Perhaps the visions of the future on display not just at the Smithsonian but in so many spheres of life today are akin to Z-movie futurism in that sense: our futurism is a copy of a copy of a copy, a regurgitating of half-understood, half-believed myths from the golden ages of progress and technology and forward-looking utopias, generously bathed in contemporary doomer apocalyptica, in au courant political postures, and largely thought and mediated through the products of that last great industrial revolution, the digital. Our techno-futurism asks no genuinely hard questions, no more than Ed Wood could be expected to probe the depths of the human condition (at least not deliberately or consciously!), and it articulates no novel visions nor promises fundamentally new structures to life. There is a dis-ease at the back of everyone’s mind, with land acknowledgements, solar panels, and Black Lives Matter signs attempted superficial salves. Yet like the Amazing Criswell and his not-so-amazing prognostications, techno-futurism tends to retain a great deal of confidence in forecasting the future, a future shaped of course by technical interventions which our prophets assure us will save us from the dystopian and apocalyptic currents welling up from below.

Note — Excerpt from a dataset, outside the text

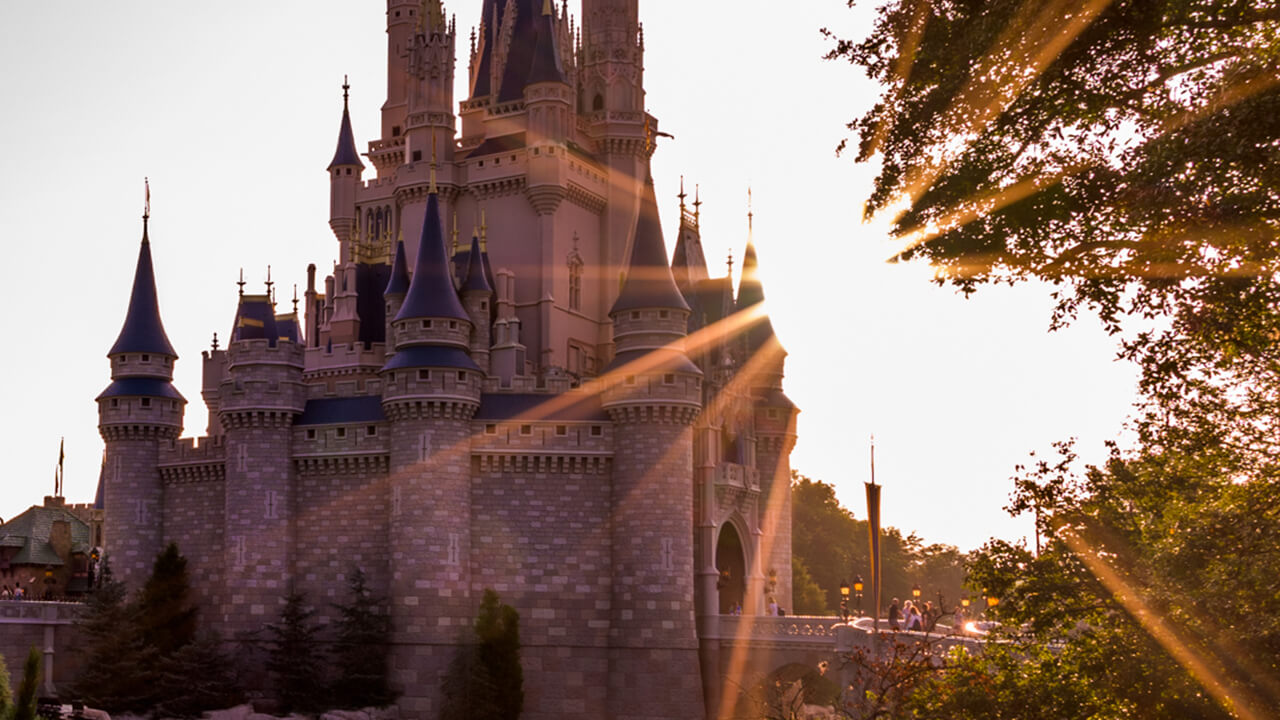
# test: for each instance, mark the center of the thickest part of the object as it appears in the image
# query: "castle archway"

But unlike the vision of the Z-movie maker or the predictions of a mid-century showman, the visions and roadmaps our techno-futurists lay out are not confined to obscure little cinemas in two-bit towns: they are the guiding principles of powerful and important people and entities, even if they do not have the monopoly for which they might wish. We all inhabit the visions of the future of the past, the projections turned to physical infrastructure and social constructions, realities now all but locked-in, and liable to generate their own apocalyptic frames (though, I would argue, we should resist such frames—climate change is bad, but it’s not the Eschaton). If we are to articulate alternative visions—if the handmade pottery of the Future(s) exhibit is to displace the looming agricultural robot, say—we must grapple with those futures past, their place in the current order, and their continued resonances in the Z-film of contemporary capitalism and social order. Not an easy task but also not—or so we must hope—an impossible one.